Peggy’s tart comes out neat and stubbornly beautiful. She doesn’t glare when a lattice doesn’t line up perfectly; she fixes it with the calm of someone used to redoing things until they’re right. She also makes a small vegetable frittata because she likes the contrast of something savory next to a sharp lemon. It’s layered with roasted cherry tomatoes and thyme, the kind of dish that tastes like a well-kept secret.
They carry the plates out like people carrying treasures. The living room table becomes a makeshift judging panel: Sam, distracted but delighted; Bucky, trying not to be theatrical; Wanda, who watches them with a small smile that is half curiosity, half fondness; Natasha, precise even about dessert.
They taste in order; frittata, egg, tart. The critiques are gentle and specific. Sam praises the balance in Peggy’s filling. Bucky says Steve’s egg is honest in the way a childhood sandwich can be. Wanda notices the little lemon curls Peggy used as a garnish, the tiny luxuriousness of them. Natasha, when she speaks, is sharp but fair; she admits to liking a crusst that has character and mentions that Steve’s butter seasoning reminded her of a street vendor she once stole a pastry from in Budapest.

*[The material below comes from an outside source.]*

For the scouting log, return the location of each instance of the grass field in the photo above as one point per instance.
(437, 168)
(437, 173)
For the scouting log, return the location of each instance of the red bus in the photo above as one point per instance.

Peggy watches how they eat, how they talk about texture and memory, and something softens under her ribs. The kitchen has always been a place where she’s had to prove herself, and sometimes that proof felt like a scoreboard. Tonight the scores don’t matter. The tasting table is full of friends who are part family, who offer praise without elbowing out the person they love. Steve reaches for her hand as if to claim a small victory and not in public spectacle but in private gravity. She squeezes back.
Later, when the plates are rinsed and the dishes soak in the sink, they slide back to the couch. The show on the screen announces some three-tiered challenge, and their commentary resumes; Peggy notes technique; Steve sighs for the nostalgia of a slice of cake that tastes like a Sunday afternoon. Their voices mix into a soft, familiar music.
“You know,” Peggy says, almost to herself, “I still can’t do a sunny-side egg.”
Steve sets his jaw like he’s making a pledge and then smiles. “Then I’ll keep doing the eggs. You keep doing the things you make look like they were always meant to be.”
It isn’t a grand speech. It doesn’t need to be. There’s tenderness in the exchange; an agreement, a habit, a promise made in flour and butter and small domestic triumphs. Outside, the city carries on with its urgent business. Inside, they argue, gently, often about oven temperature and whether a tart should be rustic or refined, and in the arguing they stitch together a life that is extraordinary and true.
They both lose a little that night, Peggy because the judges prefer the judges prefer Steve’s straightforward cooking, Steve because Peggy’s tart is textbook-perfect. They both win, because winning in this “house” is not about being the best baker. It’s about knowing who will hand you the skillet when you’re flustered, who will wash the pan when you admit defeat, who will call you out for being sentimental and then kiss you for it.
The oven cools. The blanket folds. On the mute TV, bakers accept both praise and critique with the same nervous smile. Steve tucks a piece of pastry into Peggy’s hand, a peace offering, and she takes it because the dessert is delicious and the act is everything and endearing.